Integrity Matters
May 28, 2008

We're all models of behavior

Question: (E-344)

Another school teacher was arrested, this time on suspicion of drug possession in a nearby community. Others from across the United States who work in our nation's classrooms have been accused and some convicted of rape, stealing and a host of crimes that are an embarrassment to the honorable profession of education. Regardless of the excuses offered by these socially and morally bankrupt individuals, their failure to live up to their social contract is indefensible.

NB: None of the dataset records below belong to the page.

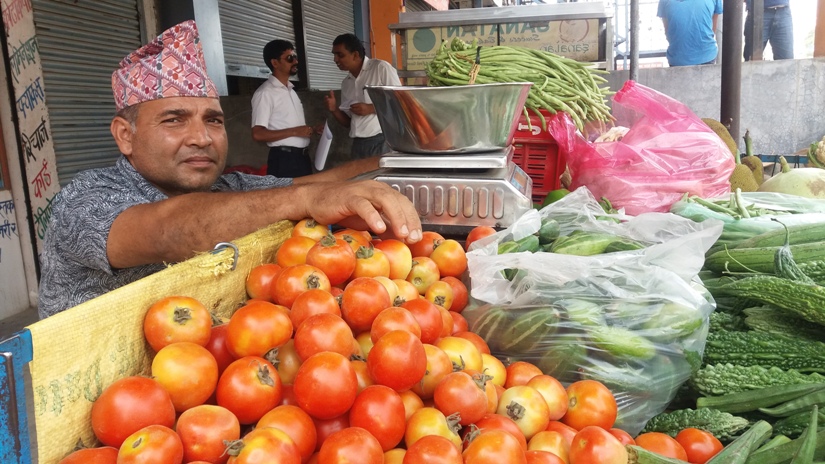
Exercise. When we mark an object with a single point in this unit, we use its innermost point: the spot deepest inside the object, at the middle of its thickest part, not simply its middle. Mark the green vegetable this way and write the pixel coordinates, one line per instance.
(761, 260)
(797, 405)
(751, 400)
(764, 349)
(773, 320)
(804, 300)
(738, 450)
(722, 425)
(722, 379)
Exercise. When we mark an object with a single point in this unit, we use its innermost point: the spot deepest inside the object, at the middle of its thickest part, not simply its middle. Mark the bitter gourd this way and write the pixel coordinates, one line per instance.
(804, 300)
(722, 379)
(722, 425)
(764, 349)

Human beings are obligated to be respectful and honest. They are expected to bring with them, each day, appropriately developed competencies, including constructive social and language habits, along with performance skills that enable them to do their jobs well. Individuals who interface with the most vulnerable members of society, our youth, are challenged in an intense way, being held to an exacting standard to honor the public trust, remaining above reproach. Mistakes happen, but seemingly wholesale violations of cultural integrity - by educators - give caring members of society reason to pause. Teachers themselves are outraged by those who have broken the public trust. But, before self-righteously condemning those who have been "bad" examples, it could be informative to take out a mirror and assess hypocrisies in our own lives.

Everyone is a role model, for better or worse. Educators are responsible for living up to the "demands of the job" of guiding others, constructively. Certainly, modeling positive values is essential. But mistakes happen. Careless and thoughtless behaviors tear at the fabric of community. Yet with pro-active and thoughtful responses, the integrity of relationships, personal and professional, need not be damaged permanently. Sincere apologies combined with corrective actions go a long way in making things right.

  • Thank goodness that we still recognize "out-of-bounds-behaviors" and are willing to condemn them:
  • Spiritual leaders violating young people emotionally and sexually
  • Self-serving attorneys who misappropriate funds from a last will and testament
  • Accountants who knowingly set in motion tax evasive financial transactions that leave clients high and dry
  • Health-care professionals practicing sloppy or even life-threatening medicine
  • Skullduggery, trickery, chicanery and deceit - by public servants and private bankers

Should teachers seduce students or deal drugs? No. Should power brokers, whether at home, in public, in the boardroom or on the political stump, embarrass, devalue or humiliate others? Of course not!

As our society experiences increasing coarseness - in language and behavior - it is incumbent upon us to remember that our words and deeds, all of them, have an impact. Pointing to the frailties of others, while continuing to ignore one's own destructive behaviors, will not restore integrity.